Hawke worked the salve into the elf’s lyrium-lined fingers with the same singular focus he’d applied elsewhere. Fenris went from avoiding looking at him to watching him work, mesmerized by the dedication with which he moved over each ligament and callus. Surely it wasn’t possible to be cared for this much. And after what had happened between them… he didn’t understand it. Hawke was clearly taking his time, drawing this out, but it wouldn’t change anything. There was nothing to gain. There could be nothing between them but hopeless longing.
He was surprised when Hawke finished and looked up, their faces unexpectedly close. For a moment they lingered in place, gazes gone soft. It would be so easy to lean closer, to grab a fistful of dark hair and crash their mouths together. He couldn’t. He couldn’t play with Hawke’s feelings like that. It had been selfish the first time, to reach for a happiness he was too damaged to keep. It would be crueler the second. He didn’t breathe. With the physical pain calmed, the anguish of what he couldn’t have burned brighter.
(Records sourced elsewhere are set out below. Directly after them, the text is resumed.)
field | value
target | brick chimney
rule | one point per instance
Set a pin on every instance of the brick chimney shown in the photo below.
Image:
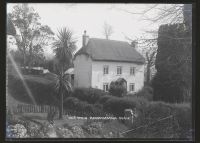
(85, 39)
(134, 44)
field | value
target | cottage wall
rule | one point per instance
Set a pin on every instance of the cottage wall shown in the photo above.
(82, 71)
(98, 78)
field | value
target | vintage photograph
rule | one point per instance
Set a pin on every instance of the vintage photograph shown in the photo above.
(88, 70)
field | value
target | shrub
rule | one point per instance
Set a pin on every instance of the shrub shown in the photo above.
(164, 120)
(84, 107)
(117, 89)
(40, 88)
(146, 92)
(118, 105)
(91, 95)
(104, 98)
“I’m sorry,” Fenris said quietly.
Hawke sat back on his heels and lifted his fingers to the elf’s chin. There was that stupid understanding smile again. “You have nothing to be sorry for. I’m happy I could help.”
Fenris made a sound of disbelief in his throat.
Hawke’s hands flew up. “Nope! I won’t hear it. You’re important to me and you deserve good things, and if the best I can do for you is take away one bad thing, I’ll do it every time,” Hawke said, “Unless you’d rather someone else do it. I won’t take it personally. Maybe the doctor makes house calls.” Hawke waggled his bushy brows with a wry grin. Anders would probably agree to help, despite himself, out of a sense of obligation—but Fenris would never ask. The awkwardness would kill them both, even if they kept their snippy remarks to themselves. The image was beyond absurd.
Fenris barked a laugh at that, and it was like something hard lodged in his chest had come loose. They were okay. They were a fucking mess, but they were okay. “You’re impossible,” he grumbled good-naturedly, looking away. He felt a slight upturn to his lips.
Hawke laughed and stood. “Good night, Fenris,” he said, in a manner that sounded a bit like something else. A bit like someone who might wait forever for him, actually.